Instructions / Documentation for BSW

Discussion about Steve DeVore's Book Scan Wizard, a power-user package to automate scan processing.

Moderator: peterZ

User avatar
JonEP
Posts: 81
Joined: 19 Apr 2010, 15:09

Instructions / Documentation for BSW

Post by JonEP »

BSW looks like it will be incredibly useful. However, the interface seems a bit daunting to me. As it has now undergone several revisions, and has numerous features and commands, and as there are numerous threads on the forum dedicated to various questions and issues, I am wondering if there exists a good starting point for the average end user to try to figure out what BSW is and how to use it. So far, I don't see a wiki or documentation available (or have I just missed it?). Is the forum the best bet, currently, for trying to figure out how to make use of BSW?

Thanks.
User avatar
daniel_reetz
Posts: 2812
Joined: 03 Jun 2009, 13:56
E-book readers owned: Used to have a PRS-500
Number of books owned: 600
Country: United States
Contact:

Re: Instructions / Documentation for BSW

Post by daniel_reetz »

I agree that this is a need. Someone (perhaps me) really needs to make a BSW introduction video. Steve has made quite an effort toward support and documentation, but an intro video would still help a lot. Here's his main post on this topic: http://www.diybookscanner.org/forum/vie ... ?f=3&t=839

Now that I'm back in the US, I plan to spend some time on this. Here's hoping that works out. :)
steve1066d
Posts: 296
Joined: 27 Nov 2010, 02:26
E-book readers owned: PRS-505
Number of books owned: 1250
Location: Minneapolis, MN
Contact:

Re: Instructions / Documentation for BSW

Post by steve1066d »

It makes sense for me to do the video.. I think I'll have some time Friday to do it.
Steve Devore
BookScanWizard, a flexible book post-processor.
ibr4him
Posts: 102
Joined: 18 Oct 2010, 10:36

Re: Instructions / Documentation for BSW

Post by ibr4him »

+1.

I tried several times but can't understand a thing! Video would be great help.
steve1066d
Posts: 296
Joined: 27 Nov 2010, 02:26
E-book readers owned: PRS-505
Number of books owned: 1250
Location: Minneapolis, MN
Contact:

Re: Instructions / Documentation for BSW

Post by steve1066d »

I ended up being busy with other things over the weekend, but a video is on my list to do.

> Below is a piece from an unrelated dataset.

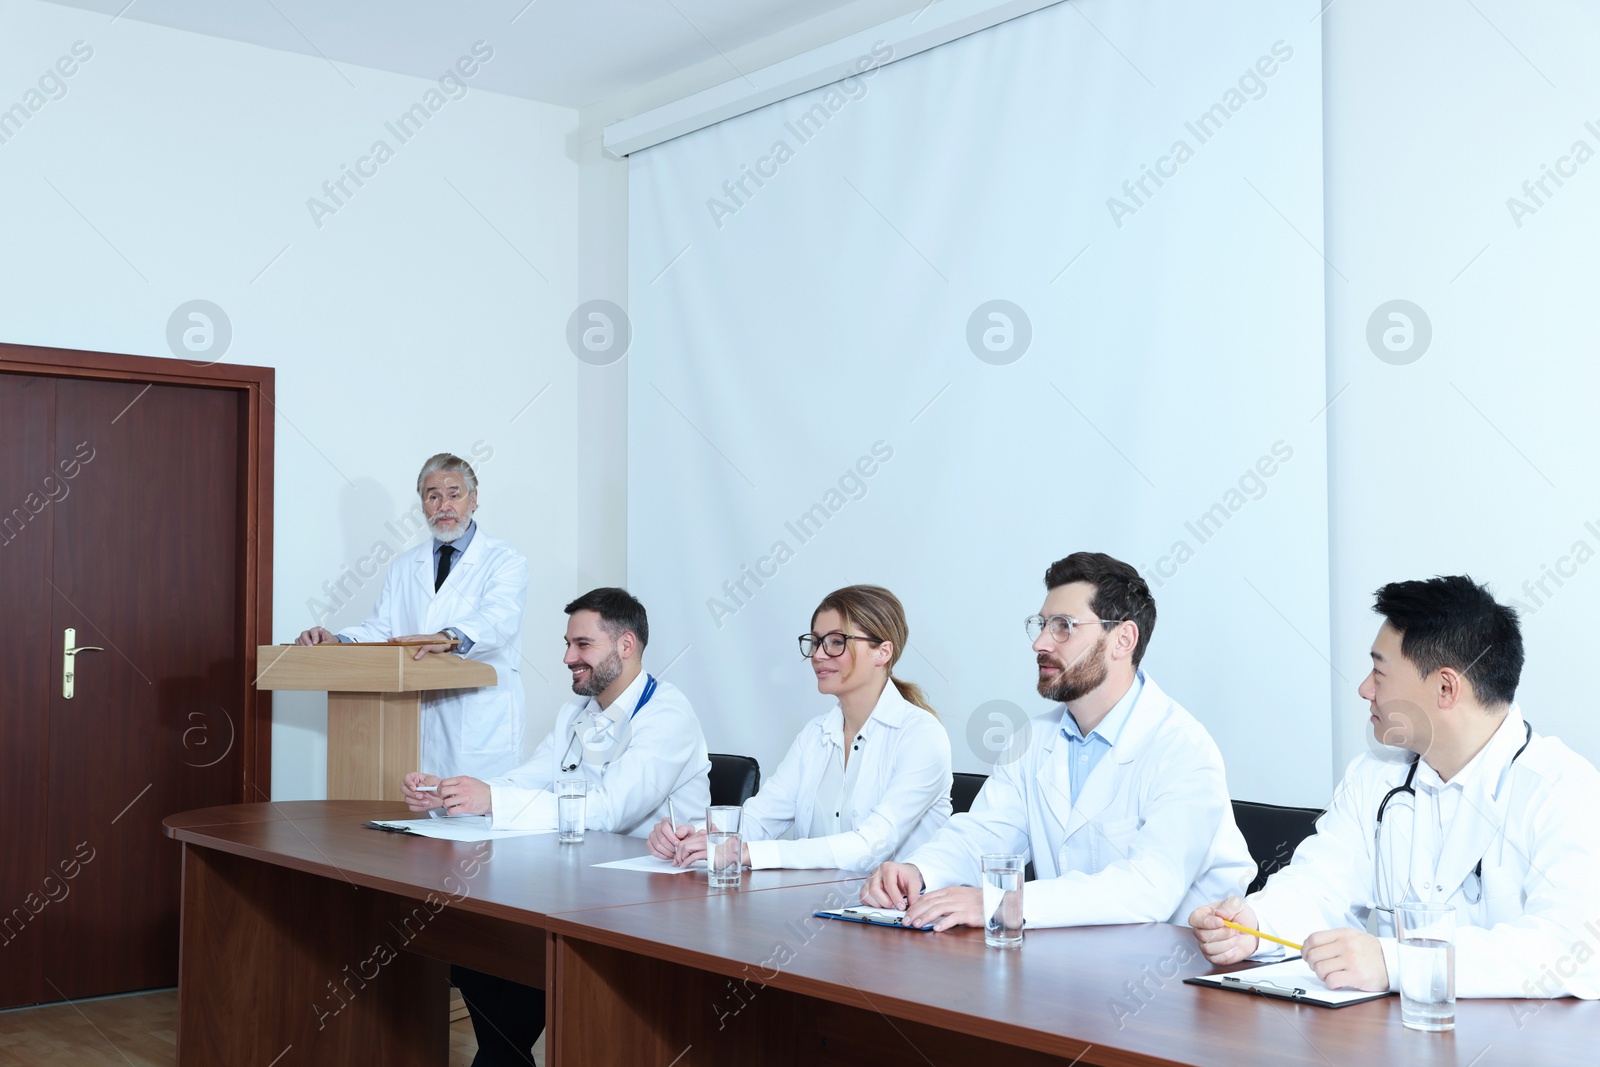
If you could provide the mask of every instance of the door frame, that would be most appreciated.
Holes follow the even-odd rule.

In the meantime, you could try following the example on the wiki.. It might be enough to get you started.
Steve Devore
BookScanWizard, a flexible book post-processor.
seasalt

Re: Instructions / Documentation for BSW

Post by seasalt »

Hello - I am new to this forum - and new to book scanning - new to acrobat - not very techncial and very new to posting in forums - so apologises ahead, if I use the wrong language/wrong place/wrong style.

i do love books though. So any help anyone wishes to send my way - I am very appreciative of.

I have read both apps sections on the 2 tools - BSW and ST - plus wiki and have questions. I am not sure which is best area, so I put under instructions as I could not find the answer anywhere. I have got ST working but am struggling with BSW. I would like to use BSW as many of my images required the same processing before i ocr + recreate pdf.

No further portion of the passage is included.